The head of Prison Fellowship says iwi and other Maori organisations should be getting involved more with the criminal justice system.

Kim Workman, who is a former Corrections Department deputy secretary, says a major impediment to reintegrating former prisoners into society is a lack of support from whanau and the wider Maori community.

Mr Workman says the success in the health sector of providers run by Maori for Maori shows what can be done when Maori get fired up, but the Criminal Justice system hasn't engaged with Maori to the same extent.

“If you look at the criminal justice sector there’s a handful of people who are struggling on a pittance, and it raises a question for me as to whether some of those resources that are focused on forestry and foreshore issues and fisheries should perhaps be now focusing on morehu, the remnants, and working with those people,” Mr Workman says.

He says increased involvement by Maori in rehabilitation may create more options for community based sentencing.

STATIC POLL RESULT BRUSHED OFF

New Zealand First's Maori spokesperson says the party's poor showing in the latest Marae Digipoll is no cause for concern.

The poll found just over 5 percent of Maori would vote for a new Zealand First candidate, about the same percentage the party won at the last election.

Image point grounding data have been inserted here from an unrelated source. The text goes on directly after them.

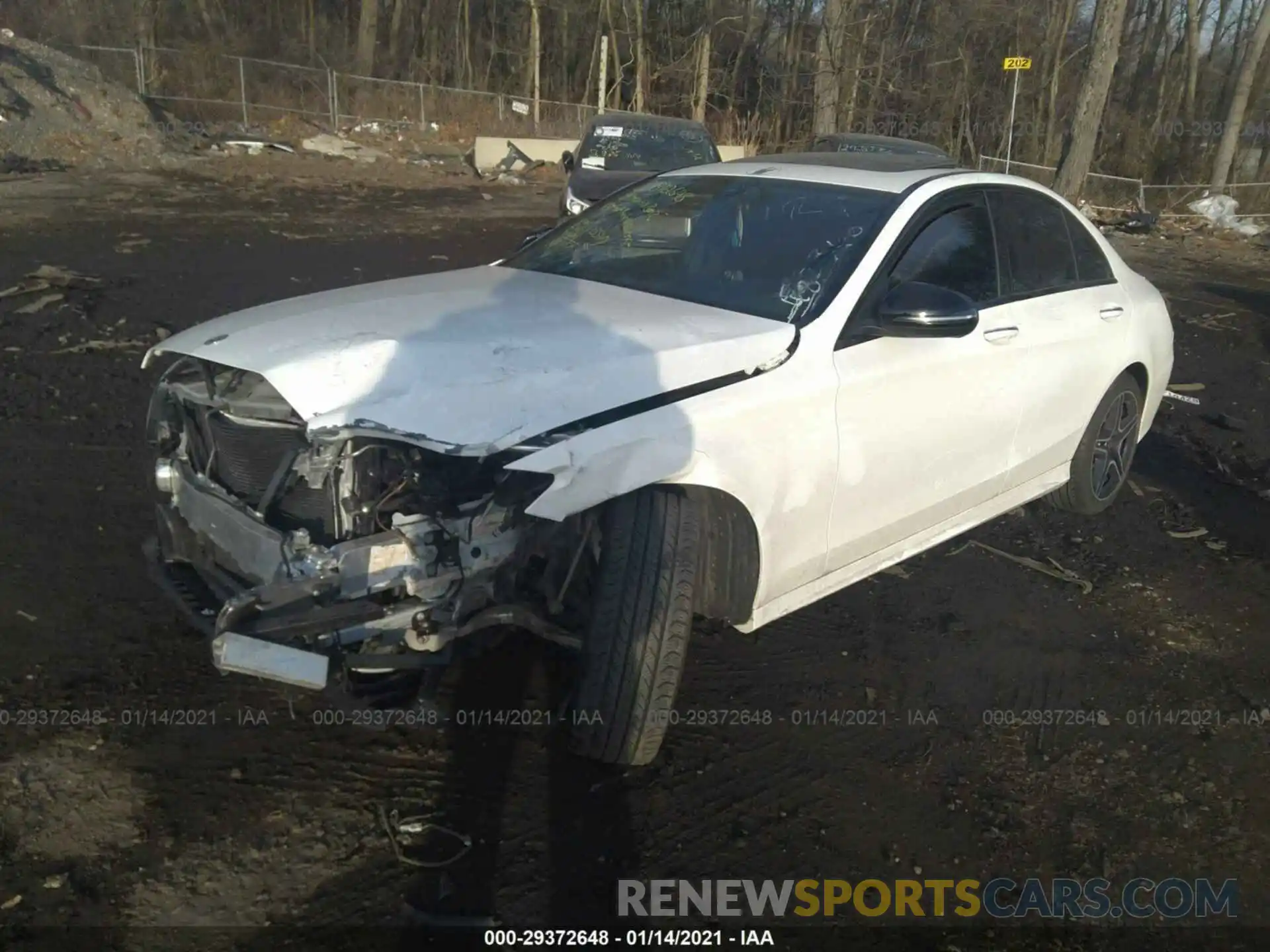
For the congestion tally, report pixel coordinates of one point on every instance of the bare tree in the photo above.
(1091, 103)
(640, 60)
(536, 52)
(828, 67)
(1231, 132)
(702, 91)
(367, 36)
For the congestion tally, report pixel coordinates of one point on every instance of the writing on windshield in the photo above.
(769, 248)
(635, 147)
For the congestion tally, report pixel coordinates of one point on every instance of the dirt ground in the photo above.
(269, 819)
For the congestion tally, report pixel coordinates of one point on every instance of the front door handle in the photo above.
(1000, 335)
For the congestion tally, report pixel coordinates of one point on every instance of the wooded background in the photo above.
(1159, 89)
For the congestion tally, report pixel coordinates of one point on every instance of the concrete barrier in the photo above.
(491, 150)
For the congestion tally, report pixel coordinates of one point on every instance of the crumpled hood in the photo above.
(482, 358)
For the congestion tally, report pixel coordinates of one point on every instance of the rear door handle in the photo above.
(1000, 335)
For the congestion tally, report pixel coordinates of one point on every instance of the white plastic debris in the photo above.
(325, 143)
(1221, 210)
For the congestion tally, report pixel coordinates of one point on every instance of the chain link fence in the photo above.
(219, 87)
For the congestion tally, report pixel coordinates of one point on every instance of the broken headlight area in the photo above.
(355, 559)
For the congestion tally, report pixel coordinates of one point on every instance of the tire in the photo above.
(1100, 466)
(642, 616)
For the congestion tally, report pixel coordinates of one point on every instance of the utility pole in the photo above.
(1016, 65)
(536, 42)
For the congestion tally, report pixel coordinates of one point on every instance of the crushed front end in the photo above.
(349, 561)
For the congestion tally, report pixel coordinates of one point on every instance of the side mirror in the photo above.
(534, 237)
(921, 310)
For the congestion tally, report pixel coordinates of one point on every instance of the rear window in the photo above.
(1091, 264)
(646, 147)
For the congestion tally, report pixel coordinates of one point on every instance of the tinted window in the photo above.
(646, 147)
(1034, 243)
(955, 252)
(765, 247)
(1091, 264)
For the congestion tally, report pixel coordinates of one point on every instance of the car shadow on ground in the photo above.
(589, 838)
(1231, 512)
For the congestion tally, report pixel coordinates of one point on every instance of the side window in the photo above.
(1091, 264)
(1034, 243)
(955, 252)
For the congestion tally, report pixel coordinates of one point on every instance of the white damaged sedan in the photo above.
(724, 393)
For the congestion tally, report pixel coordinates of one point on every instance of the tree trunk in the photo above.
(640, 63)
(702, 92)
(1087, 118)
(205, 15)
(857, 69)
(743, 54)
(1230, 145)
(1052, 110)
(828, 67)
(1191, 61)
(396, 33)
(367, 34)
(1148, 59)
(1241, 24)
(312, 23)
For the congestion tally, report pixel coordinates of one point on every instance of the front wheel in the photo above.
(1100, 466)
(640, 621)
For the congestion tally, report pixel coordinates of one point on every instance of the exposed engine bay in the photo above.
(295, 553)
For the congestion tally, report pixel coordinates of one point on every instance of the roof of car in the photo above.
(865, 161)
(882, 173)
(879, 143)
(646, 120)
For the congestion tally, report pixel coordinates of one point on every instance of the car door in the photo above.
(925, 424)
(1074, 319)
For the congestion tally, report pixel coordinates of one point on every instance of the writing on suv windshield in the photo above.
(620, 147)
(763, 247)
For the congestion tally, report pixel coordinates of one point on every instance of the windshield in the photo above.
(646, 147)
(762, 247)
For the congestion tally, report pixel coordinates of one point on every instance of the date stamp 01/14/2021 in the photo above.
(1194, 717)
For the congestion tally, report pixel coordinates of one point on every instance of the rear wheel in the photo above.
(1100, 466)
(638, 636)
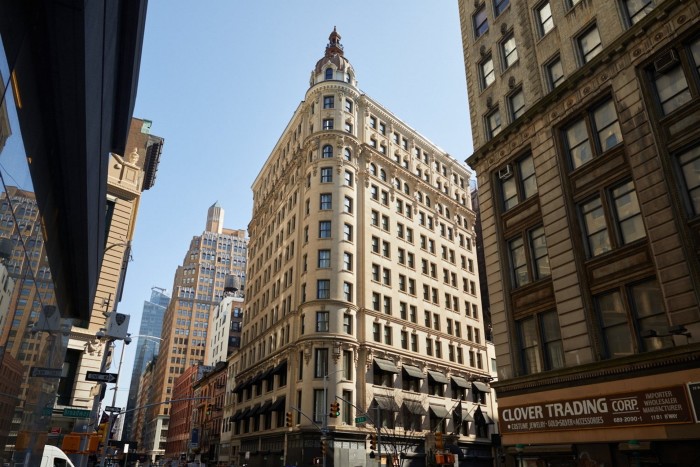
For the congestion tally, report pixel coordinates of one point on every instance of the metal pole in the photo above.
(379, 436)
(110, 426)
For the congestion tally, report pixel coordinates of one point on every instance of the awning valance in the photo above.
(415, 407)
(386, 403)
(413, 371)
(479, 386)
(439, 410)
(437, 377)
(460, 382)
(386, 365)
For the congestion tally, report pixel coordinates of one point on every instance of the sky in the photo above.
(220, 80)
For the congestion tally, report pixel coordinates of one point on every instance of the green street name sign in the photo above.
(76, 413)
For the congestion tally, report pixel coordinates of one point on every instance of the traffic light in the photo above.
(335, 410)
(439, 444)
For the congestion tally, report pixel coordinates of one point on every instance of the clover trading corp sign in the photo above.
(652, 407)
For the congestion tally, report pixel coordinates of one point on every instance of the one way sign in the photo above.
(101, 377)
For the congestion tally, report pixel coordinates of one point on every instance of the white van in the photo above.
(54, 457)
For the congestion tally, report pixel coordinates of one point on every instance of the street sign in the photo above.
(38, 372)
(101, 377)
(76, 413)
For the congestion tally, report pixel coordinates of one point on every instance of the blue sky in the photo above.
(221, 79)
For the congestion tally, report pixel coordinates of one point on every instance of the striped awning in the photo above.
(437, 377)
(386, 403)
(460, 382)
(479, 386)
(415, 407)
(439, 410)
(413, 371)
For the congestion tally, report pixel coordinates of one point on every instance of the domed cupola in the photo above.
(333, 65)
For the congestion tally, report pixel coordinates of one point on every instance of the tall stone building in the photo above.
(362, 290)
(198, 288)
(586, 144)
(146, 349)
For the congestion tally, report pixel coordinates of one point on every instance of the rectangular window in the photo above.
(671, 88)
(324, 229)
(516, 103)
(544, 329)
(323, 289)
(326, 202)
(487, 73)
(593, 134)
(347, 323)
(321, 363)
(555, 72)
(509, 51)
(347, 205)
(638, 9)
(499, 6)
(589, 44)
(347, 291)
(544, 18)
(633, 322)
(319, 405)
(518, 181)
(481, 24)
(322, 320)
(689, 162)
(493, 124)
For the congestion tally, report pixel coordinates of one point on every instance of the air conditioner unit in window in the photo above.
(666, 61)
(505, 172)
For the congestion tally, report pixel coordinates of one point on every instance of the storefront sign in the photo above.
(653, 407)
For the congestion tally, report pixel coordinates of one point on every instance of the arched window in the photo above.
(327, 152)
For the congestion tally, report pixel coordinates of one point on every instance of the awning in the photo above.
(460, 382)
(265, 374)
(413, 371)
(439, 410)
(415, 407)
(279, 368)
(386, 365)
(466, 416)
(386, 403)
(437, 377)
(479, 386)
(278, 405)
(265, 407)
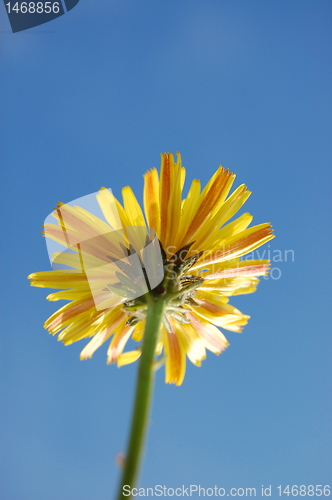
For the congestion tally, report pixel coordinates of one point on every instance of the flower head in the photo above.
(185, 250)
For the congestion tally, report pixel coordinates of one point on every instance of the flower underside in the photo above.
(109, 280)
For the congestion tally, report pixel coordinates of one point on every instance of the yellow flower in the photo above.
(201, 256)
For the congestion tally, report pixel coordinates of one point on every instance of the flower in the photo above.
(200, 251)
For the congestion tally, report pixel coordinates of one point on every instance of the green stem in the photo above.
(144, 386)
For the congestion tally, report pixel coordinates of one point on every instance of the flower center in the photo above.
(177, 289)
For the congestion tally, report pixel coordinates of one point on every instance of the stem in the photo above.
(144, 387)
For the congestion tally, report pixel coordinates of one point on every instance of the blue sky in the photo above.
(91, 99)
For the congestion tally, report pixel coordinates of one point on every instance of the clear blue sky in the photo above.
(91, 99)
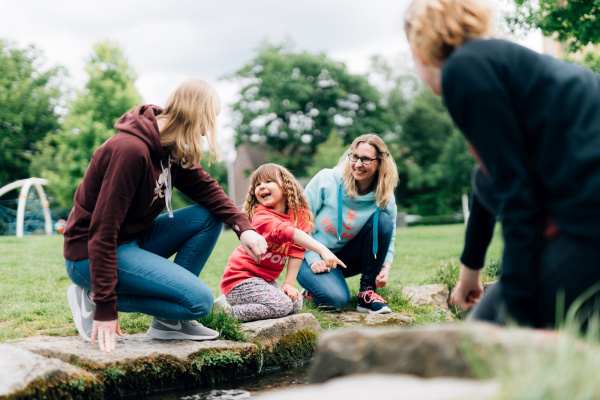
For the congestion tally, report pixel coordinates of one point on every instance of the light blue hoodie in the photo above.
(335, 212)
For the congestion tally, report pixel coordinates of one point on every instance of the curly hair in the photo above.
(296, 203)
(435, 28)
(387, 176)
(191, 113)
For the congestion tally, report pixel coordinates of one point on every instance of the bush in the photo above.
(437, 220)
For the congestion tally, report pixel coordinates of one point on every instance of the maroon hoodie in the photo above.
(120, 195)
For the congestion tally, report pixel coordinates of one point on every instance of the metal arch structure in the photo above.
(25, 185)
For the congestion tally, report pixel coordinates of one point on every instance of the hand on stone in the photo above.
(468, 290)
(319, 267)
(107, 334)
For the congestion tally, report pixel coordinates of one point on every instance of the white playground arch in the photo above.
(25, 185)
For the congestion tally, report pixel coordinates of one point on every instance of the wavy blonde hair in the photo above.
(191, 113)
(386, 179)
(435, 28)
(297, 205)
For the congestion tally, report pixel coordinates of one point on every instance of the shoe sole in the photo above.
(172, 335)
(383, 310)
(75, 310)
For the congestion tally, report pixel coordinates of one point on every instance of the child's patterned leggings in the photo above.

Pita Paraone says the party is focused on 2008.

Hey man people have been saying that we’re dead party walking and all those sort of things, but at the end of the day there’s only one poll that counts, and that’s coming up in 2008. And the fact is, come the general election, people will look back at our record and say that New Zealand First delivered,” Mr Paraone says.

MAORI PARTY CONSIDERS SMACKING BILL

Maori Party MPs will meet tomorrow to discuss whether they will continue to support Green MP Sue Bradford's bill tackling violence against children.

A Marae Digipoll showing more than 80 percent of Maori oppose what is dubbed the anti-smacking bill.

Waiariki MP Te Ururoa Flavell says while they will take the poll into account, the party believes it can win supporters around.

“When you actually explain out the intent of the bill, where it’s come form, where it’s supposed to be heading, people from pretty much all of the hui that I’ve been involved with in our three week consultation programme have basically turned around and not that we took a poll at the end but people are a little bit clearer abut the Maori Party’s stand and actually a hell of a lot more supportive of it,” Mr Flavell says.